Motivated by his students, Corrada finds his place

Law Professor Roberto Corrada says he’s gone from “happy, to happier, to even happier still” in his career. But he had to give up a couple of dreams before discovering his passion.

When he was 7 years old, Corrada wanted to be an astronaut, but poor eyesight got in the way. His later vision of acting was derailed by Catholic catechism. His goal of becoming a champion debater was eventually realized, as was his desire to become a lawyer at a large East Coast firm. And his other dream, being a teacher and a researcher, is playing out now.

Despite the many different roles he’s played, Corrada says he never left one career or goal for another because he was unhappy. He says he’s always pursued new paths because, “I was curious. I felt I had more to learn, maybe more to offer.”
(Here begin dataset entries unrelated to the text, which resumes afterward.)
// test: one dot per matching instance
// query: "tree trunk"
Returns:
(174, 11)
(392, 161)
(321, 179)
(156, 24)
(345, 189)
Corrada is a nationally recognized law professor and scholar. He has garnered attention as a teacher, in part, for the unique way he teaches labor law — a method he developed after feeling that his students “just weren’t getting it.”

“I realized that the vast majority of students in my class on labor relations law never worked in a unionized environment,” he wrote in the Journal of Legal Education in 1996.

“Having never attempted to deal with management in a concerted way, students have no appreciation for the extent of an employer’s coercive power over employees.”

Corrada decided to give his students a first-person taste of that experience by turning his classroom into a working labor-management environment.

“My labor law classroom is our workplace,” Corrada says. “In a work environment, workers show up and try to please the boss so that they can get paid. Students are often even more deferential to the teacher because they are working to get paid, too. They want a good grade.”

In Corrada’s class, students are offered the opportunity to unionize and then negotiate terms and conditions of the class, such as the class curve, the types of exams they receive and the way they must participate.

This simulation has received much attention. Corrada has spoken and written extensively on the lessons he’s learned in the nine years that he’s been teaching in this format.

And some professors at other universities have started using his methodology as a model for their own classes. Corrada jokes that other professors have had classes strike. He hasn’t, though he hopes it happens one day.

“It would be easier to get students to strike if Roberto were rotten or if he could at least act rotten,” says former student Marlys Hartley Roehm, JD ’06.

“But students have a good relationship with management in his class.”

Roehm says Corrada is entirely motivated by his students.

“He truly has a sincere and genuine desire to help students learn,” she says. “He’s not afraid to try something different if it doesn’t seem students are getting it.

“In Affirmative Action Law, which is about leveling the playing field, some students don’t think the field is uneven, and some have personally experienced an unevenness. Roberto talked about the emotions behind affirmative action law, using himself as example.

“Here’s a guy who is completely open about his heritage, the impact on his career, what it means to be Puerto Rican,” Roehm says. “It takes a remarkable person to approach every class as though it’s fresh and new and to do whatever it takes to help students understand the materials.”